Para que a hidrovia seja implantada, porém, é necessário realizar obras civis com intervenções em 87 pontos nos rios Araguaia, Tocantins e das Mortes. Segundo o Departamento Nacional de Infraestrutura de Transportes (DNIT), a meta é implodir e dragar 212 quilômetros do rio Tocantins, o que representa o derrocamento de 35 quilômetros de parte das rochas do Pedral do Lourenço.
Dragagem e derrocamento são técnicas de engenharia que consistem em retirada de materiais do rio. Enquanto a primeira é usada para sedimentos e rochas do fundo do leito, a segunda é a retirada de material não originado de assoreamento, em especial rochas e pedras, como as que formam o Pedral do Lourenço.
O projeto está em andamento e o licenciamento para a obra prossegue mesmo sem consulta prévia dos indígenas e comunidades afetadas. As obras serão executadas pelo consórcio DTA/O’MARTIN, composto pelas empresas DTA Engenharia e O’ Martin-Serviços e Locação Ltda, que venceram uma licitação realizada em 2016. O licenciamento é feito pelo Ibama e a expectativa é que até março seja concedida a licença prévia.
Os Impactos
Às margens do rio Tocantins vivem povos indígenas, quilombolas, ribeirinhos, pescadores, extrativistas e agricultores familiares. São populações cujo modo de vida está profundamente ligado ao rio, que também é fundamental para a economia da região.
A construção da hidrovia irá desencadear uma série de impactos ambientais, sociais, econômicos e culturais irreversíveis. No centro disso tudo, as comunidades que habitam na região são as mais afetadas. Povos ribeirinhos e comunidades quilombolas que dependem do rio para sua subsistência. Se, para as grandes empresas, o projeto é favorável, para a população local, é desastroso.

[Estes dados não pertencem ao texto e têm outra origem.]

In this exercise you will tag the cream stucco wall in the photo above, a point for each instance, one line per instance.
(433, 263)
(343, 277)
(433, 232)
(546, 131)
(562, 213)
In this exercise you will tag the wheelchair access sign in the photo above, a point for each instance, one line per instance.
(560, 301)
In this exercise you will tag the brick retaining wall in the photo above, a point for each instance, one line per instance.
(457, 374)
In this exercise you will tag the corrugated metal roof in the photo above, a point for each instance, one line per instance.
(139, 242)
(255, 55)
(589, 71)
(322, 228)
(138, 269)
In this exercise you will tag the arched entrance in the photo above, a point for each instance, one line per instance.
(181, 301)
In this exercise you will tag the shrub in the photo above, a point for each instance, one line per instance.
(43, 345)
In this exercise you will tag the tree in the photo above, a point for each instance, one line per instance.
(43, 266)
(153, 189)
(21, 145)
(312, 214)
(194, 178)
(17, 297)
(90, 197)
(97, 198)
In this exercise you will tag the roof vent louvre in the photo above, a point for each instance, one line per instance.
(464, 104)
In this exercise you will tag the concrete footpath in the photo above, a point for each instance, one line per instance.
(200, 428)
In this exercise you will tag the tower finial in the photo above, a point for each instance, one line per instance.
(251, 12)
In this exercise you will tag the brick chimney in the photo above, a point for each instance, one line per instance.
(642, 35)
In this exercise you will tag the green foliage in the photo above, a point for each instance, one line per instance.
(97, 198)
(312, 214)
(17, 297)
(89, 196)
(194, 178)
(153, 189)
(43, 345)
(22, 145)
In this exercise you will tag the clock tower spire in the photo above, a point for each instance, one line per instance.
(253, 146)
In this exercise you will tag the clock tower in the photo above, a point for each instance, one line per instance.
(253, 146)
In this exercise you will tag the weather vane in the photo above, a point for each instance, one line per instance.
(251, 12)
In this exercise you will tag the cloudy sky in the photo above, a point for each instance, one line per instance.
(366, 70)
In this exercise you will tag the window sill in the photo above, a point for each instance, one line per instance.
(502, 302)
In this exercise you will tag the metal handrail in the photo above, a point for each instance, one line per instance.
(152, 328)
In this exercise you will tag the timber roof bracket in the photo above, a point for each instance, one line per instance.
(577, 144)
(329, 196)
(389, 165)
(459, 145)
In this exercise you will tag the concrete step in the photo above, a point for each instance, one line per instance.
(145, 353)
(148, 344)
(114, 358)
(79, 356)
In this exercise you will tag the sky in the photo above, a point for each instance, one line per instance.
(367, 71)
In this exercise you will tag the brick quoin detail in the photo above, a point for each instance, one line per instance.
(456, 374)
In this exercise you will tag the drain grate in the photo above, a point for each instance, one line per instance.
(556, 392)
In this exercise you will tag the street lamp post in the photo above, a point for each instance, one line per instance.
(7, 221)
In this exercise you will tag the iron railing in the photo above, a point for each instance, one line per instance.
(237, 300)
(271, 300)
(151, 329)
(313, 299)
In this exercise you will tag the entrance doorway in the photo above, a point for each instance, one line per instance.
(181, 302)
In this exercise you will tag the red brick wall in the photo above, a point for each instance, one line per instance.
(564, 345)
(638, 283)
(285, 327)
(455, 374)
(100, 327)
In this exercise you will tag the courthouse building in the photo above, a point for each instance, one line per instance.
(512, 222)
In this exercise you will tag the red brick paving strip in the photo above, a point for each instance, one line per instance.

Entre os prejuízos listados pelos organizadores da caravana estão:
1. Aumento do risco de erosão e de assoreamento dos rios e canais, causando perda de qualidade da água e da biodiversidade, principalmente de espécies de peixes;
2. Sobreposição de áreas de pesca com o canal da Hidrovia, o que irá gerar perdas de ambientes de pesca, insegurança alimentar e, consequentemente, perdas de receitas para os moradores e municípios;
3. Poluição por defensivos, resíduos urbanos, industriais ou de extração mineral, e óleo combustível das próprias embarcações;
4. A circulação pelo rio sendo determinada pelo fluxo das barcaças, ou seja, a prioridade não vai ser o ribeirinho transportando sua produção, mas sim, as barcaças com o minério;
5. Introdução de novas doenças na região, diante do aumento da migração populacional induzida e favorecida pela hidrovia;
6. Substituição indiscriminada de matas e florestas por monoculturas agrícolas, principalmente a soja;
7. Perda de fertilidade e salinização do solo devido à irrigação;
8. Ocupação das margens do rio pela extração indiscriminada de minério;
9. Mudança no modo de vida e perda de bem-estar das populações locais.